Sales fell by 13 percent to just under 109,000 commercial vehicles in the first quarter, primarily due to the weakness in Asia. Daimler spoke of an expected normalization after previously strong sales, which came from the backlog of orders due to semiconductor shortages during the corona pandemic. The company reiterated its annual forecast: Sales and adjusted EBIT are expected to be at the previous year’s level, and the return on investment at group level should be between 9.0 and 10.5 percent.

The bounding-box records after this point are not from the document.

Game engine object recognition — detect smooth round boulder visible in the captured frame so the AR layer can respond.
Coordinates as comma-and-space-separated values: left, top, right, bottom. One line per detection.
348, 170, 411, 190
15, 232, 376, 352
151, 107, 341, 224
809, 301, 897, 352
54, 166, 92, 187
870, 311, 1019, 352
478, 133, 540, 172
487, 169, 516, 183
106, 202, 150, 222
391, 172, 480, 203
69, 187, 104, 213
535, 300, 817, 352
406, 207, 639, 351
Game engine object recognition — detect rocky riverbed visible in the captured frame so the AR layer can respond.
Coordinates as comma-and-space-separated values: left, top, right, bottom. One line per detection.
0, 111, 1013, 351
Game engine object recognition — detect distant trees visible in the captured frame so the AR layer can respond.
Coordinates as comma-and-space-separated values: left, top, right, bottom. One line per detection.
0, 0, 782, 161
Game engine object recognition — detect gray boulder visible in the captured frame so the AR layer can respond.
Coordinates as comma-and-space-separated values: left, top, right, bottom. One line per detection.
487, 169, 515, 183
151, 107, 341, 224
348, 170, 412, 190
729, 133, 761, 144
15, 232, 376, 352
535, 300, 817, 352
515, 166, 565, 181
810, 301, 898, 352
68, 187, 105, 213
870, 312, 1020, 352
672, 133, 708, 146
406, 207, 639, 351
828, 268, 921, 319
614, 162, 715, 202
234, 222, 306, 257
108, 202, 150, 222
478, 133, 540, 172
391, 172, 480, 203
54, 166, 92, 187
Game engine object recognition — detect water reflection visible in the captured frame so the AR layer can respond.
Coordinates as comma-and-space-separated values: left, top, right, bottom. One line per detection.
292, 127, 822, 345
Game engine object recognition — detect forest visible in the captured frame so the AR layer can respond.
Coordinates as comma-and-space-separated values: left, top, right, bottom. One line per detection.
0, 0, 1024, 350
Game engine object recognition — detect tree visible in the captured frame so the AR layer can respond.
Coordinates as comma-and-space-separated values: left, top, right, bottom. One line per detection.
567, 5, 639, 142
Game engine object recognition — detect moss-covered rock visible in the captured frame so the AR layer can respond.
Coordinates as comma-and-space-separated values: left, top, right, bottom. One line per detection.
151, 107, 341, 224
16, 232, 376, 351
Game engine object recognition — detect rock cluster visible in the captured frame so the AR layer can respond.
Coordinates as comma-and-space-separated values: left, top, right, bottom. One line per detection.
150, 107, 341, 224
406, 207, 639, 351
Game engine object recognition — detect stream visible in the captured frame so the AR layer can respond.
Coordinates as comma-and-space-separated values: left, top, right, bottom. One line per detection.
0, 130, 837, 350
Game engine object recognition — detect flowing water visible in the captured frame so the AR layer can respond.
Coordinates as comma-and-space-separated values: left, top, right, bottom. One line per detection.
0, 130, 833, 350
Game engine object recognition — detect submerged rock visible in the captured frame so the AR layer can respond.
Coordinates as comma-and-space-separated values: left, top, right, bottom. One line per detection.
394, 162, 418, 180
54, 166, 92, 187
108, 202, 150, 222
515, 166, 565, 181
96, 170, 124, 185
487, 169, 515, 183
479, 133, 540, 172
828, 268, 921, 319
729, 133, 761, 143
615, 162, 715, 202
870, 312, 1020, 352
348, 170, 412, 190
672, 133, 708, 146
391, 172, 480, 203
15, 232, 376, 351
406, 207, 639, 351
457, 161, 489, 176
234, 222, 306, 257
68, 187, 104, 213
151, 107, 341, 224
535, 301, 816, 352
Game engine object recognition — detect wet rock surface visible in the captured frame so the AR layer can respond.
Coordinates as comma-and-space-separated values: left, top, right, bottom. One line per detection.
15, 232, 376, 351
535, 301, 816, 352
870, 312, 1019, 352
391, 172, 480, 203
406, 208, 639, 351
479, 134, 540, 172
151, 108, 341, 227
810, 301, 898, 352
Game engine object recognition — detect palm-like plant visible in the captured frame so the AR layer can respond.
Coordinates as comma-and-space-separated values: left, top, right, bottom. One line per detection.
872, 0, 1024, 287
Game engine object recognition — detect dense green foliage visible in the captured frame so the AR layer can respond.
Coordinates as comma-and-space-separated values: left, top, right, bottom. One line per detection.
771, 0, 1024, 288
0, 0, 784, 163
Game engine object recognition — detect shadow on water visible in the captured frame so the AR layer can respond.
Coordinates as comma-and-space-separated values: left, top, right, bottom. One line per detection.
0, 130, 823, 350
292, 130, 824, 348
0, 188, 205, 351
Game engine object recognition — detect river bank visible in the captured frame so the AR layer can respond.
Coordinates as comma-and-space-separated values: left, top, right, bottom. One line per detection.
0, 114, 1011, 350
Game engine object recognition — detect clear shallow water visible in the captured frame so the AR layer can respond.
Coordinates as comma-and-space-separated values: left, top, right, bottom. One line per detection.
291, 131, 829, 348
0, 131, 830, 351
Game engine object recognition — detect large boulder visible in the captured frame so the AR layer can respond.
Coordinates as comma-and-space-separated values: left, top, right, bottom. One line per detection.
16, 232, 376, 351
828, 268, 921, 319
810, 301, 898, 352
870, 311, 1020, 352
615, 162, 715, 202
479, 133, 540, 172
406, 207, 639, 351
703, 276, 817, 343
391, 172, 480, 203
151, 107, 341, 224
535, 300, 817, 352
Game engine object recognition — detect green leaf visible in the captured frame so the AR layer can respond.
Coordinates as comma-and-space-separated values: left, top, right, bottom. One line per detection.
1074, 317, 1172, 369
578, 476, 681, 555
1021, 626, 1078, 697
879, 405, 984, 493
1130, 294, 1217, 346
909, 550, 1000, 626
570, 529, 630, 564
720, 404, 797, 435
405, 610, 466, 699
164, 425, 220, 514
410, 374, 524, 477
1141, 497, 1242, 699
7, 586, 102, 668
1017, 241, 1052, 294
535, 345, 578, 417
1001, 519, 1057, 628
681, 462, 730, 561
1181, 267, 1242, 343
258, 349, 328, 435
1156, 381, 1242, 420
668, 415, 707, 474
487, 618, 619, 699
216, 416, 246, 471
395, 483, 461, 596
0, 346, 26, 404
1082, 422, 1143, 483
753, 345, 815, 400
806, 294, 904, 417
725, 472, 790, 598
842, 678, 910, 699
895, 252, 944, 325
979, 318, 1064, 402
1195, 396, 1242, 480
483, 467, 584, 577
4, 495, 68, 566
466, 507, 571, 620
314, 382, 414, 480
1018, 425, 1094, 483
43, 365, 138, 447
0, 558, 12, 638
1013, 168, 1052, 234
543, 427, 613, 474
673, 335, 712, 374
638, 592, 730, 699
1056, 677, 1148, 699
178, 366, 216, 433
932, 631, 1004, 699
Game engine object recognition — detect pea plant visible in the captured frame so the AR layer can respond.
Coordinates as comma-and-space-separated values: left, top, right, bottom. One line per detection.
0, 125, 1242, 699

The decisive factor in Europe is the order development in May and June, added Daum. Daimler still expects sales to improve in the second half of the year. If that doesn’t happen, production will be adjusted. But he sees “no short-time work on the horizon,” emphasized Daum. Price cuts to boost sales are out of the question for Daimler. The cost pressure from rising wages and higher prices from suppliers is too high.